Member-only story
Pukul 4 pagi. Seharusnya masih ada sejam lagi sebelum alarm membangunkanku. Namun pagi itu, aku terbangun lebih awal. Bukan karena alarm, tapi seekor kucing tak henti mengeong di depan jendala kamarku. Dengan mata dan kepala yang masih terasa berat, aku berdiri membuka jendela. Udara dingin masuk menusuk tubuhku dan seekor kucing kecil melompat masuk ke kamarku.
“Hey, mate,” Aku menyapanya dengan bahasa inggris sekalipun aku percaya dua hal. Pertama, tentu saja ia dan aku tidak bisa saling bicara. Kedua, bahasa inggris ataupun bahasa indonesia, sama saja, ia tetap membalasku dengan mengeong.
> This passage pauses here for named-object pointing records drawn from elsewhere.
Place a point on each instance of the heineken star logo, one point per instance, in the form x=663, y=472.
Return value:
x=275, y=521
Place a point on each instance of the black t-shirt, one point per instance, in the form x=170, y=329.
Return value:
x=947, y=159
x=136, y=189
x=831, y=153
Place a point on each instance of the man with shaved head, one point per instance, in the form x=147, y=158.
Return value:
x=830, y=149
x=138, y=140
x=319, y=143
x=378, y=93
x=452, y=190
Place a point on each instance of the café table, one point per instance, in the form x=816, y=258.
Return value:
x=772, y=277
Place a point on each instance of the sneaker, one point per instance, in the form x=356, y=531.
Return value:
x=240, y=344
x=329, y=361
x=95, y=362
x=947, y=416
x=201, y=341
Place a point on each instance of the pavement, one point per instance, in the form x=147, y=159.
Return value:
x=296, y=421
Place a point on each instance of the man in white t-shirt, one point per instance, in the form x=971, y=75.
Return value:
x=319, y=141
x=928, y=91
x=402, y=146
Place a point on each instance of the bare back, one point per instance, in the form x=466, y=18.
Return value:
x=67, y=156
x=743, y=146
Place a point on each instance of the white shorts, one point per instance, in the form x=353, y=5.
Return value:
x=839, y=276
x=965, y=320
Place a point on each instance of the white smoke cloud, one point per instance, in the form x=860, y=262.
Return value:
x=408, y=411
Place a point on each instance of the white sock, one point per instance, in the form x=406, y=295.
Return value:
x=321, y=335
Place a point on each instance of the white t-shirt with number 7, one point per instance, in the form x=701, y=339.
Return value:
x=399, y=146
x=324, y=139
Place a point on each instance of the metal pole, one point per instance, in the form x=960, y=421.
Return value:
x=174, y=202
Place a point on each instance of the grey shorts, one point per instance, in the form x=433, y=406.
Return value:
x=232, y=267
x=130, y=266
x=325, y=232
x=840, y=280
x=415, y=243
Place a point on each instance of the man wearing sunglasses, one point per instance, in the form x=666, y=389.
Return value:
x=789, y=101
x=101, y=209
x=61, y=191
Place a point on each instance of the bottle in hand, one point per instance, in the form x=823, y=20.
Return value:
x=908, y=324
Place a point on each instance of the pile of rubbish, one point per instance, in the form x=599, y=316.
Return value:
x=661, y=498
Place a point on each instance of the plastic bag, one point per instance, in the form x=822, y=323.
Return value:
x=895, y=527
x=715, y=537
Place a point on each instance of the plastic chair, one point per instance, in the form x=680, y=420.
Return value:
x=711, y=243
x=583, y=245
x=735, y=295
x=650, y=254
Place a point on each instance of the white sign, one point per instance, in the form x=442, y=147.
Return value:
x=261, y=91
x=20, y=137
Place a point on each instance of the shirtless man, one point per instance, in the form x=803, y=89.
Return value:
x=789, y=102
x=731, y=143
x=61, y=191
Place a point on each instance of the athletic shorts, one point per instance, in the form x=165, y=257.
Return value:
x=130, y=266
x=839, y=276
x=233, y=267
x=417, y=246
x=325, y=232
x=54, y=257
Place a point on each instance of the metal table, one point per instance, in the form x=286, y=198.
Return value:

Ia terus mengeong dan membuatku tidak bisa dan tidak ingin tertidur lagi. Sekalipun sebetulnya kepalaku masih terasa berat, aku menahan diri untuk tidak tertidur. Kubiarkan jendela tetap terbuka dan hanya berbaring menatap langit-langit kamarku. Sebentar kemudian, aku kembali terlelap dan lupa dengan kucing itu.
Pagi hari, ketika sedang sarapan di kios tempat Ibuku, aku menceritakan padanya tentang kucing yang membangunkanku pagi tadi. Semacam berbagi keluh kesah kalau aku kurang tidur sebab kucing itu menggangguku.